All construction in Dubai is going ‘green’ in 2008
His Highness Sheikh Mohammad bin Rashid Al Maktoum, Vice President and Prime Minister of the UAE and Ruler of Dubai has announced that Dubai will be the first Middle Eastern city to place strict international environmental standards on all new building projects from January 2008 to help manage climate change.
Australian-based company Ecospecifier International has been invited to become a vital part of this bold commitment to sustainable building design and will visit Dubai and the United Arab Emirates (UAE) later this month (November 18th-December 3rd) as part of a trade mission to the UAE and to set up another online research tool for the UAE/Dubai construction industry.
The tool is a comprehensive database and resource system for industry professionals to research verified, eco and health preferred building materials, technologies and fit out products to ensure that sustainable designs will achieve exemplary status in a new green rating world.
Ecospecifier International is a experienced and innovative sustainability organisations in the specialised area of Green Building Solutions consultancy.
The Brisbane-based company has been inolved in many major benchmark eco developments including consultancies in Sri Lanka, East Timor, Australia and China, contributing to new and refurbished projects worth over $AUD5 billion in the last 12 years.
Ecospecifier Directors David Baggs and Mary-Lou Kelly will be delivering presentations to a number of organisations in Dubai and Abu Dhabi to establish Ecospecifier UAE including meetings with the newly launched Emirates Green Building Council, the Dubai Chamber of Commerce, Abu Dhabi Chamber of Commerce and Industry and Dubai's largest property developers, Emirates Sunland Group.

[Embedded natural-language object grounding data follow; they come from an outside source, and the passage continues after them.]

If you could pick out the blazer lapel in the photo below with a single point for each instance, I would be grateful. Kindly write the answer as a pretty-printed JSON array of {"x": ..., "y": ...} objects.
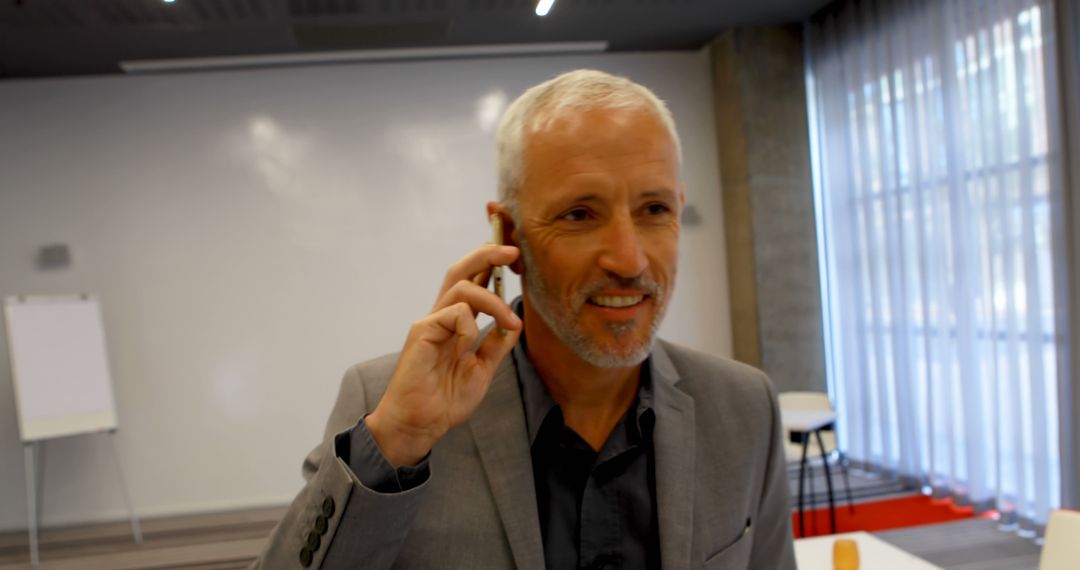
[
  {"x": 498, "y": 426},
  {"x": 673, "y": 439}
]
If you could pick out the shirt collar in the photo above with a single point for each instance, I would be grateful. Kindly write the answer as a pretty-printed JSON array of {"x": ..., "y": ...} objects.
[{"x": 539, "y": 403}]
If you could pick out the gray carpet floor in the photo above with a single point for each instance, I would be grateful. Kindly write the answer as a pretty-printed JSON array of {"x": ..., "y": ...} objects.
[{"x": 973, "y": 544}]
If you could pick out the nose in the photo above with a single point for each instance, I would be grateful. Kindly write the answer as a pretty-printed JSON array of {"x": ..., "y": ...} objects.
[{"x": 621, "y": 248}]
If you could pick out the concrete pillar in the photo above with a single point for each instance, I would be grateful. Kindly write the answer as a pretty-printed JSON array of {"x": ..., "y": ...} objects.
[{"x": 768, "y": 204}]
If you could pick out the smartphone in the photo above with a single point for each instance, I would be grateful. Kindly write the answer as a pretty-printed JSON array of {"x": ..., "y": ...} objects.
[{"x": 497, "y": 271}]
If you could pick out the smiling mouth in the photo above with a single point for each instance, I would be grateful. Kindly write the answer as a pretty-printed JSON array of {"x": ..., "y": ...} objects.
[{"x": 616, "y": 301}]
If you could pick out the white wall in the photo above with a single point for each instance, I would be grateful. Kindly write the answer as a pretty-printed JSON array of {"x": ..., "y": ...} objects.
[{"x": 251, "y": 234}]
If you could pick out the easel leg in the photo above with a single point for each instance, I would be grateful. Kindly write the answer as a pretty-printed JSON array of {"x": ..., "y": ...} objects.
[
  {"x": 40, "y": 466},
  {"x": 123, "y": 486},
  {"x": 31, "y": 500}
]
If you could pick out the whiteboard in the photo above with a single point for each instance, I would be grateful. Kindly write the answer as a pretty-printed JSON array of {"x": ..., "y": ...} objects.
[{"x": 59, "y": 366}]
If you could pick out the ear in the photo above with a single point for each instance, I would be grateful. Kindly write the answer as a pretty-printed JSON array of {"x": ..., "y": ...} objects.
[{"x": 509, "y": 231}]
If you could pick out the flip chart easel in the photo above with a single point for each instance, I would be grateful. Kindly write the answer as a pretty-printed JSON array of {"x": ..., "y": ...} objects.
[{"x": 63, "y": 385}]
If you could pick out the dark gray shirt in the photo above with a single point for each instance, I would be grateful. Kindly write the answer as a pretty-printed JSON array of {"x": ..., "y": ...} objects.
[{"x": 597, "y": 509}]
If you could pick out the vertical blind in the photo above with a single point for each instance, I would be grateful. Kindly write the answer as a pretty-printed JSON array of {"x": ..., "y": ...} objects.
[{"x": 937, "y": 184}]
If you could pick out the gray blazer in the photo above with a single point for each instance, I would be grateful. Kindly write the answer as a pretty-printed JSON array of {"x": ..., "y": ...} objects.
[{"x": 720, "y": 476}]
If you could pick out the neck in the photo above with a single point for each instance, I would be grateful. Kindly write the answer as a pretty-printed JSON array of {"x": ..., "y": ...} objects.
[{"x": 593, "y": 399}]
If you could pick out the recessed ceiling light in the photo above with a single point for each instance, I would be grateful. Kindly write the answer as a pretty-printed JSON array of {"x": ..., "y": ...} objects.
[{"x": 543, "y": 7}]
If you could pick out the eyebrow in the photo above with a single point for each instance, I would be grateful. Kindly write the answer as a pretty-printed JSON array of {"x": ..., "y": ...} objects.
[{"x": 648, "y": 193}]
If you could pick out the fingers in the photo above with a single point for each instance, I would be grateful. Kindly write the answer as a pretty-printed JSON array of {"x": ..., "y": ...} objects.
[
  {"x": 455, "y": 322},
  {"x": 477, "y": 262},
  {"x": 480, "y": 300},
  {"x": 496, "y": 345}
]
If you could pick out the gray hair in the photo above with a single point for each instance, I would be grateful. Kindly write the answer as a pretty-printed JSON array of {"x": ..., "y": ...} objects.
[{"x": 541, "y": 105}]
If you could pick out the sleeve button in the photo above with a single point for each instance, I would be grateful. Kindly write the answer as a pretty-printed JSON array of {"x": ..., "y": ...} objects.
[{"x": 312, "y": 541}]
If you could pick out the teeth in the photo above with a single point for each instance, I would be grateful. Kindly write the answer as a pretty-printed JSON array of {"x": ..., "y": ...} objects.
[{"x": 617, "y": 301}]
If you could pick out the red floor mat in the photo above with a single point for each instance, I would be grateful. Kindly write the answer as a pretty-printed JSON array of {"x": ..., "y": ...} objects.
[{"x": 882, "y": 515}]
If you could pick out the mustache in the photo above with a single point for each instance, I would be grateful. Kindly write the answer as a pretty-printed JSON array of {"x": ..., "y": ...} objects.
[{"x": 640, "y": 283}]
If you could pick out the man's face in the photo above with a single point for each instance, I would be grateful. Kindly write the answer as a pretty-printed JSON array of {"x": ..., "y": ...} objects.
[{"x": 598, "y": 226}]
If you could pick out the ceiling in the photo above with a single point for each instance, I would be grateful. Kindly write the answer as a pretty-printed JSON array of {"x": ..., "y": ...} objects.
[{"x": 52, "y": 38}]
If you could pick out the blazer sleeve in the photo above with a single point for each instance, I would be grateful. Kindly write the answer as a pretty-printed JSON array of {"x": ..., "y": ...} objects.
[
  {"x": 336, "y": 521},
  {"x": 773, "y": 546}
]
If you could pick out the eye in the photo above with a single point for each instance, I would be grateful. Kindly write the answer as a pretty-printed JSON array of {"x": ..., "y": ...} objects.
[
  {"x": 576, "y": 215},
  {"x": 657, "y": 208}
]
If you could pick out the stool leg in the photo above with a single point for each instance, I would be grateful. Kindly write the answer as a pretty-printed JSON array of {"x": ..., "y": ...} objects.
[
  {"x": 847, "y": 484},
  {"x": 31, "y": 500},
  {"x": 828, "y": 483},
  {"x": 802, "y": 470}
]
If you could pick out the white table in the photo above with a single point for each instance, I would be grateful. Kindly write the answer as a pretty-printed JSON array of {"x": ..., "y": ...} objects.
[
  {"x": 874, "y": 554},
  {"x": 807, "y": 423}
]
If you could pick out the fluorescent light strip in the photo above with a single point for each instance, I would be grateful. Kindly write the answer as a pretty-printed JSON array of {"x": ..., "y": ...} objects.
[
  {"x": 234, "y": 62},
  {"x": 543, "y": 7}
]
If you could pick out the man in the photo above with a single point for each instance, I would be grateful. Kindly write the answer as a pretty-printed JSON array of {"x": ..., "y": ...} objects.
[{"x": 565, "y": 435}]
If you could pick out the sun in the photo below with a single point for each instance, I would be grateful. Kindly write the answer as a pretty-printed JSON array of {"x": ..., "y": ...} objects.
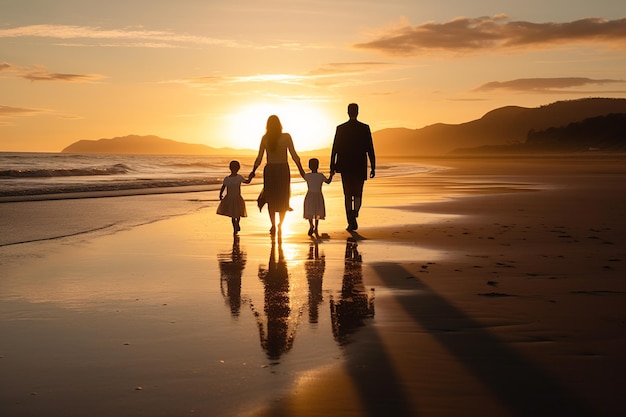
[{"x": 309, "y": 125}]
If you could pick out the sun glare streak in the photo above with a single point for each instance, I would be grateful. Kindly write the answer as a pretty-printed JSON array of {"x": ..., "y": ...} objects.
[{"x": 309, "y": 125}]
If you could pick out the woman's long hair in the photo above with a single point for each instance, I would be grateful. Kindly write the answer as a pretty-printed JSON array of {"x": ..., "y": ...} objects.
[{"x": 273, "y": 131}]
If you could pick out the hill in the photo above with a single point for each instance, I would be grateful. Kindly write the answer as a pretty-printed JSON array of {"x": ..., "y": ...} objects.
[
  {"x": 135, "y": 144},
  {"x": 503, "y": 126}
]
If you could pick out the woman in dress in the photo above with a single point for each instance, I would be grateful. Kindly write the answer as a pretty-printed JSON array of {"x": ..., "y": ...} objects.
[{"x": 276, "y": 176}]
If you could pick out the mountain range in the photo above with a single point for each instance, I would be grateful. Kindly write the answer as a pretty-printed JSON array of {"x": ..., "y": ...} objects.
[
  {"x": 504, "y": 126},
  {"x": 149, "y": 145},
  {"x": 497, "y": 131}
]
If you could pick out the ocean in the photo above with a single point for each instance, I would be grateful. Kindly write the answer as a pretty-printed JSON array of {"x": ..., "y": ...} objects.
[{"x": 41, "y": 176}]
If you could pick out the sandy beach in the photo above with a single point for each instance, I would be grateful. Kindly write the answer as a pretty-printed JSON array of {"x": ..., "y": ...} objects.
[{"x": 492, "y": 288}]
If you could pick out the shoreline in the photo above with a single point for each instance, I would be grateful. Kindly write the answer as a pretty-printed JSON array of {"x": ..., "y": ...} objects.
[{"x": 497, "y": 290}]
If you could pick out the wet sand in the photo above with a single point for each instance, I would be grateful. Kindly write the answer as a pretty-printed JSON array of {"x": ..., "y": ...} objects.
[{"x": 492, "y": 289}]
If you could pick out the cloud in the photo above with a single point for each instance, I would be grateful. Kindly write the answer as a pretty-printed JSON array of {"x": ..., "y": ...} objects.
[
  {"x": 7, "y": 111},
  {"x": 42, "y": 74},
  {"x": 45, "y": 75},
  {"x": 346, "y": 68},
  {"x": 111, "y": 37},
  {"x": 488, "y": 33},
  {"x": 544, "y": 84}
]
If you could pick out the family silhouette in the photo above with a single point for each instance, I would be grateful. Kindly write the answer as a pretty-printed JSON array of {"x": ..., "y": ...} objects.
[{"x": 352, "y": 148}]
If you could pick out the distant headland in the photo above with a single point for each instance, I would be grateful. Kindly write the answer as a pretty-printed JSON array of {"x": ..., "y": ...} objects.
[
  {"x": 589, "y": 124},
  {"x": 149, "y": 144}
]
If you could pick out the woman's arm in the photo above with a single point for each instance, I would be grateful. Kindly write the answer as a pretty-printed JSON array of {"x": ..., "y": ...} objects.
[
  {"x": 294, "y": 154},
  {"x": 259, "y": 158}
]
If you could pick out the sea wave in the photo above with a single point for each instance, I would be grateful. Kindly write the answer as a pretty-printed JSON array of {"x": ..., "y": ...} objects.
[{"x": 117, "y": 169}]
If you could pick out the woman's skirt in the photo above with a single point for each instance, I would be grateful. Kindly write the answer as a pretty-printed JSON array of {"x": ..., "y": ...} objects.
[{"x": 276, "y": 187}]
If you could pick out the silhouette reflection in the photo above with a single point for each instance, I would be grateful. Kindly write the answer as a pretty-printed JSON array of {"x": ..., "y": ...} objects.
[
  {"x": 232, "y": 265},
  {"x": 314, "y": 267},
  {"x": 277, "y": 330},
  {"x": 355, "y": 304}
]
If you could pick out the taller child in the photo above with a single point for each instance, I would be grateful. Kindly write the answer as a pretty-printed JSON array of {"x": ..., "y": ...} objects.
[{"x": 352, "y": 147}]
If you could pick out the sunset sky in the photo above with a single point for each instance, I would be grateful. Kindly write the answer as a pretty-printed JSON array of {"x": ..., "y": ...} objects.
[{"x": 211, "y": 72}]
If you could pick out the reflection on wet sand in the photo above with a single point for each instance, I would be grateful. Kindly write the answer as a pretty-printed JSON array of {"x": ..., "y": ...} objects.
[
  {"x": 315, "y": 266},
  {"x": 277, "y": 323},
  {"x": 277, "y": 330},
  {"x": 232, "y": 265},
  {"x": 355, "y": 303}
]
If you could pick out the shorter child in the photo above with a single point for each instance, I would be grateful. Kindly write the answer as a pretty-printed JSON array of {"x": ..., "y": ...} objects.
[
  {"x": 232, "y": 204},
  {"x": 314, "y": 207}
]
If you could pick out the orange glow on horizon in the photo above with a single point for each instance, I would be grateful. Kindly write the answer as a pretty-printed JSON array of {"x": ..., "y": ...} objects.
[{"x": 309, "y": 125}]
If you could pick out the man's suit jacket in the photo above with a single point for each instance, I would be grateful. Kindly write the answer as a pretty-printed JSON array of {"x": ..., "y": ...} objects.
[{"x": 352, "y": 146}]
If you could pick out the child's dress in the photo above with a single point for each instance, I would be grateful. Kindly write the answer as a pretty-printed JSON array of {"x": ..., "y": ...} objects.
[
  {"x": 314, "y": 207},
  {"x": 232, "y": 204}
]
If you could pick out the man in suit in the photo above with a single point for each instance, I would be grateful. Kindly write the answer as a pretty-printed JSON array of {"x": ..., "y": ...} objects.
[{"x": 351, "y": 148}]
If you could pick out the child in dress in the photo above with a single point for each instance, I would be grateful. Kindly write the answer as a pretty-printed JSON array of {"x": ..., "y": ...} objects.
[
  {"x": 232, "y": 204},
  {"x": 314, "y": 207}
]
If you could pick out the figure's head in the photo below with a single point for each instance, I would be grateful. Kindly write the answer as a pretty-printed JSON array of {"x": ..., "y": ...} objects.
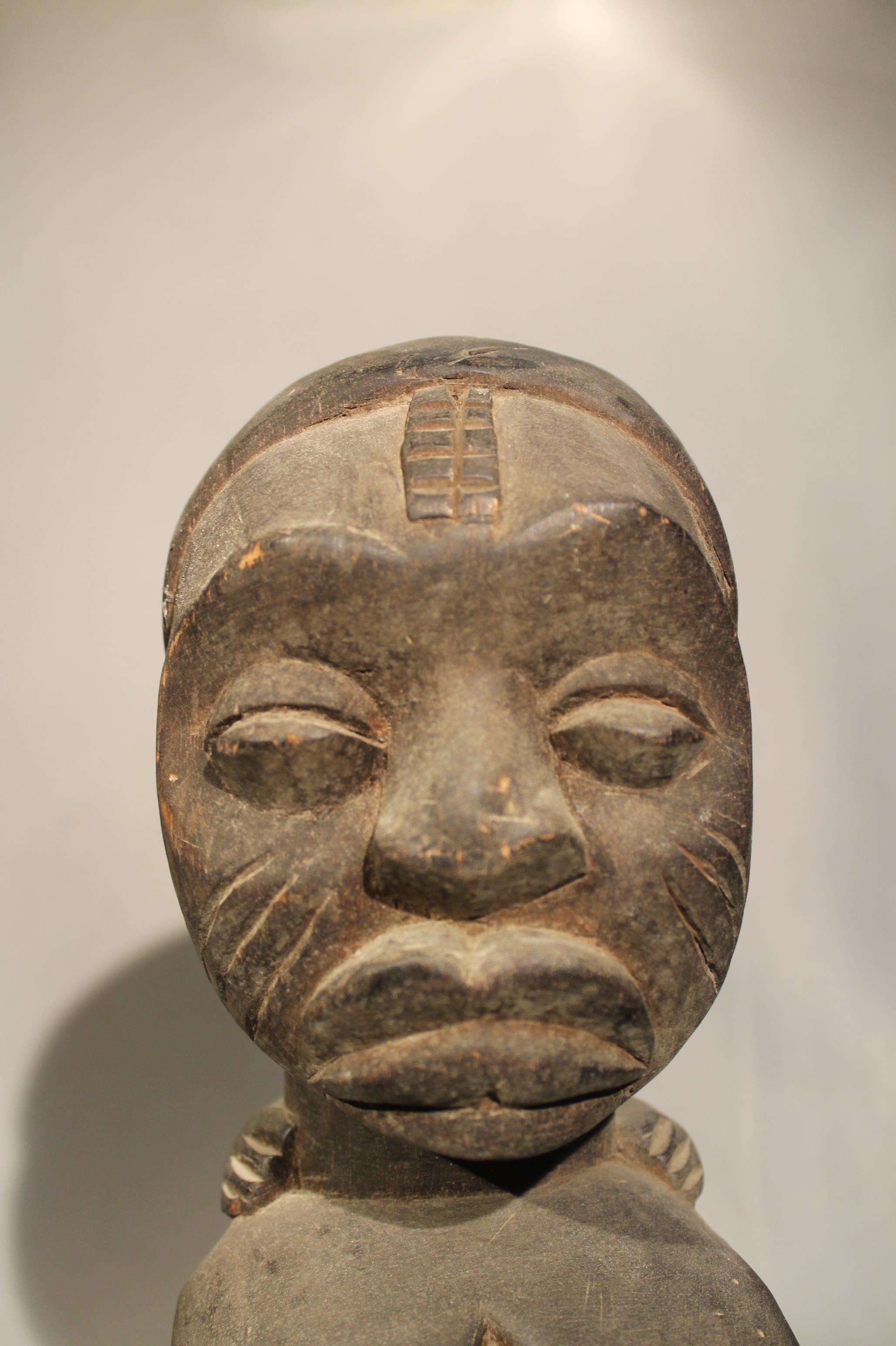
[{"x": 454, "y": 742}]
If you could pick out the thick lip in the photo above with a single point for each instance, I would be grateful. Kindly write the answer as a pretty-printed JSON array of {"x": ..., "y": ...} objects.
[
  {"x": 435, "y": 1016},
  {"x": 516, "y": 1064}
]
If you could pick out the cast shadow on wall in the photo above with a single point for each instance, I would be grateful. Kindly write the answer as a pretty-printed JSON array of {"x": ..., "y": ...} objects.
[{"x": 128, "y": 1125}]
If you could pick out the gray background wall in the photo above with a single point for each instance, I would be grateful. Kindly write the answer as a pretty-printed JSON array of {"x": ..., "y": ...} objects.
[{"x": 213, "y": 197}]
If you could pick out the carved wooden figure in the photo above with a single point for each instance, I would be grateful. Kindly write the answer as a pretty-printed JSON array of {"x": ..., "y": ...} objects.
[{"x": 455, "y": 780}]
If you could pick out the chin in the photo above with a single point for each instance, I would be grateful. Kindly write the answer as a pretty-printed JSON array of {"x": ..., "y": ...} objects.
[{"x": 490, "y": 1131}]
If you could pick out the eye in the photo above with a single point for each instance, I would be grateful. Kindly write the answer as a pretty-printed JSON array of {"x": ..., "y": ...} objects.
[
  {"x": 291, "y": 760},
  {"x": 629, "y": 739}
]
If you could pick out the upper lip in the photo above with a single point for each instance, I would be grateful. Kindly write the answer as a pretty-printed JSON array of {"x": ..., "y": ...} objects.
[{"x": 427, "y": 976}]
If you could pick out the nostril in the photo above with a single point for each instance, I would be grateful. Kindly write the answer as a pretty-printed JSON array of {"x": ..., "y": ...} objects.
[{"x": 463, "y": 880}]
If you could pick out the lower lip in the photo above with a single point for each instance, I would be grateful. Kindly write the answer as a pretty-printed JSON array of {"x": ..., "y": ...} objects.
[{"x": 512, "y": 1064}]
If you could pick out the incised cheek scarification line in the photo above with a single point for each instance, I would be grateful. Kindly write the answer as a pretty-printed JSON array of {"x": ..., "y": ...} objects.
[
  {"x": 227, "y": 890},
  {"x": 692, "y": 931},
  {"x": 287, "y": 964},
  {"x": 704, "y": 867},
  {"x": 260, "y": 922},
  {"x": 732, "y": 851}
]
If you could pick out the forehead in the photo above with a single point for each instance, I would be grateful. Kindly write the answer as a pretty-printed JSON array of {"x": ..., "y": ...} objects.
[
  {"x": 576, "y": 586},
  {"x": 346, "y": 474}
]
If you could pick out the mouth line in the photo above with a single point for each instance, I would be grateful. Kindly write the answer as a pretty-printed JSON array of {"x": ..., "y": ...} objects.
[
  {"x": 423, "y": 986},
  {"x": 513, "y": 1064}
]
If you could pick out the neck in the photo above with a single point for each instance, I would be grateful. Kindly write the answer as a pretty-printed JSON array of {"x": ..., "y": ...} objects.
[{"x": 336, "y": 1152}]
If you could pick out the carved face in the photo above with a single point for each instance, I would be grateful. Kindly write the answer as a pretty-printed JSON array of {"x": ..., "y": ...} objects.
[{"x": 459, "y": 812}]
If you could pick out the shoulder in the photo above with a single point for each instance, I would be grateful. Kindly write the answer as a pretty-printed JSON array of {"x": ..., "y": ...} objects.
[{"x": 658, "y": 1146}]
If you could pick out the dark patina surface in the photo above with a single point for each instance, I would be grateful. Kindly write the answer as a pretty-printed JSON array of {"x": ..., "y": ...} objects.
[{"x": 455, "y": 778}]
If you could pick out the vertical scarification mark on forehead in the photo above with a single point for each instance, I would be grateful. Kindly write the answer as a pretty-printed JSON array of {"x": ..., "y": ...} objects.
[{"x": 450, "y": 457}]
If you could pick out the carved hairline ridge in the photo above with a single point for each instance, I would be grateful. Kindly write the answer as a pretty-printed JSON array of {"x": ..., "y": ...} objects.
[{"x": 362, "y": 383}]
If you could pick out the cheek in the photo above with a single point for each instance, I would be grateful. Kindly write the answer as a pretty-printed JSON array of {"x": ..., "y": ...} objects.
[
  {"x": 252, "y": 882},
  {"x": 665, "y": 889}
]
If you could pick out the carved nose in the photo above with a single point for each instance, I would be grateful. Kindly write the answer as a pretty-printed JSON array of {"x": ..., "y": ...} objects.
[{"x": 473, "y": 816}]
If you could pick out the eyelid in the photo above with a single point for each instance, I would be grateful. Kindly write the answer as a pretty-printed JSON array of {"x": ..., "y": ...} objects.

The construction industries in the United Arab Emirates have amazed the world with their staggering intensity of development, buildings have literally emerged from sand in some areas and mushroomed into world-class cities in less than 15 years, a strong indication of the level of power that will drive the development of exemplary green projects in the region and meet, if not exceed, current global environmental standards.